I'm new to shaders and have a situation I need advanced eyes on.
I have a container called LayeredDrawable that wraps around sf::Sprite and also shares a pointer to an applied shader. This way I can bind and unbind shaders easily. In my engine, I take these drawable instances, apply their shader, and bake it into the render target (window). Here's the code for that:
void Engine::Draw(LayeredDrawable* _drawable)
{
// For now, support at most one shader.
// Grab the shader and image, apply to a new render target, pass this render target into Draw()

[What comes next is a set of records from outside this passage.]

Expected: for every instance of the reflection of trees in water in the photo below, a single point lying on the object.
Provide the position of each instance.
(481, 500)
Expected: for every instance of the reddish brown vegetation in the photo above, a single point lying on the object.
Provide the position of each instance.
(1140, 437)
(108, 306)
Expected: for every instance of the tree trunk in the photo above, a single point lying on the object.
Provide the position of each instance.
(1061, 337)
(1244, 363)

LayeredDrawable* context = _drawable;
sf::Shader* shader = context->GetShader();
if (shader != nullptr) {
sf::RenderTexture* postFX = new sf::RenderTexture();
const sf::Texture* original = context->getTexture();
postFX->create(original->getSize().x, original->getSize().y);
postFX->draw(sf::Sprite(*context->getTexture()), shader); // bake
context->setTexture(postFX->getTexture());
Draw(context, false);
context->setTexture(*original);
delete postFX;
}
else {
Draw(context, true);
}
}
The signature for the final draw call is `Draw(sf::Drawable, bool applyShaders)`. If applyShaders is true, there are global (scene) shaders that are applied on the final pass. Some elements like UI don't need this and pass false. In the above example, if a sprite container already has a shader we don't want another shader to affect it. The sprite is passed to the render window target:
void Engine::Draw(Drawable* _drawable, bool applyShaders)
{
if (!_drawable) {
return;
}
if (applyShaders) {
window->draw(*_drawable, state);
}
else {
window->draw(*_drawable);
}
}
All of this works great and fast. Today I created a new GUI component that uses shaders for some selectable elements. I noticed that after 3 selected items, the game slowed down significantly. When an item is selected, a greyscale shader is applied to the sprite to show it cannot be selected. Here's the code for that:
void ChipSelectionCust::Draw()
{
Engine::GetInstance().Draw(custSprite, false);
if (IsInView()) {
cursorSmall.setPosition(2.f*(7.0f + (cursorPos*16.0f)), 2.f*103.f); // TODO: Make this relative to cust instead of screen
for (int i = 0; i < chipCount; i++) {
icon.setPosition(2.f*(9.0f + (i*16.0f)), 2.f*106.f);
icon.SetShader(nullptr);
if (!queue[i].state) {
icon.SetShader(&greyscale);
Engine::GetInstance().Draw(&icon);
}
else {
Engine::GetInstance().Draw(icon, false);
}
}
icon.SetShader(nullptr);
for (int i = 0; i < selectCount; i++) {
icon.setPosition(2*97.f, 2.f*(25.0f + (i*16.0f)));
Engine::GetInstance().Draw(icon, false);
}
if (cursorPos < 5) {
// Draw the selected chip info
label.setColor(sf::Color::White);
if (cursorPos < chipCount) {
// Draw the selected chip card
sf::IntRect cardSubFrame = TextureResourceManager::GetInstance().GetTextureRectFromChipID(queue[cursorPos].data->GetID());
chipCard.setTextureRect(cardSubFrame);
chipCard.SetShader(nullptr);
if (!queue[cursorPos].state) {
chipCard.SetShader(&greyscale);
Engine::GetInstance().Draw((LayeredDrawable*)&chipCard);
}
else {
Engine::GetInstance().Draw(chipCard, false);
}
label.setPosition(2.f*16.f, 16.f);
label.setString(queue[cursorPos].data->GetShortName());
Engine::GetInstance().Draw(label, false);
// the order here is very important:
label.setString(std::to_string(queue[cursorPos].data->GetDamage()));
label.setOrigin(label.getLocalBounds().width*2.f, 0);
label.setPosition(2.f*(label.getLocalBounds().width + 60.f), 143.f);
Engine::GetInstance().Draw(label, false);
label.setPosition(2.f*16.f, 143.f);
label.setOrigin(0, 0);
label.setString(std::string()+queue[cursorPos].data->GetCode());
label.setColor(sf::Color(225, 180, 0));
Engine::GetInstance().Draw(label, false);
}
// Draw the small cursor
Engine::GetInstance().Draw(cursorSmall, false);
}
else
Engine::GetInstance().Draw(cursorBig, false);
}
}
As you can see I toggle setting the shader binding in to `nullptr` so that the Engine::Draw() call does not apply any shaders and sends it directly onto the render window target. It's the same icon over and over so I reuse the sprite in the draw call.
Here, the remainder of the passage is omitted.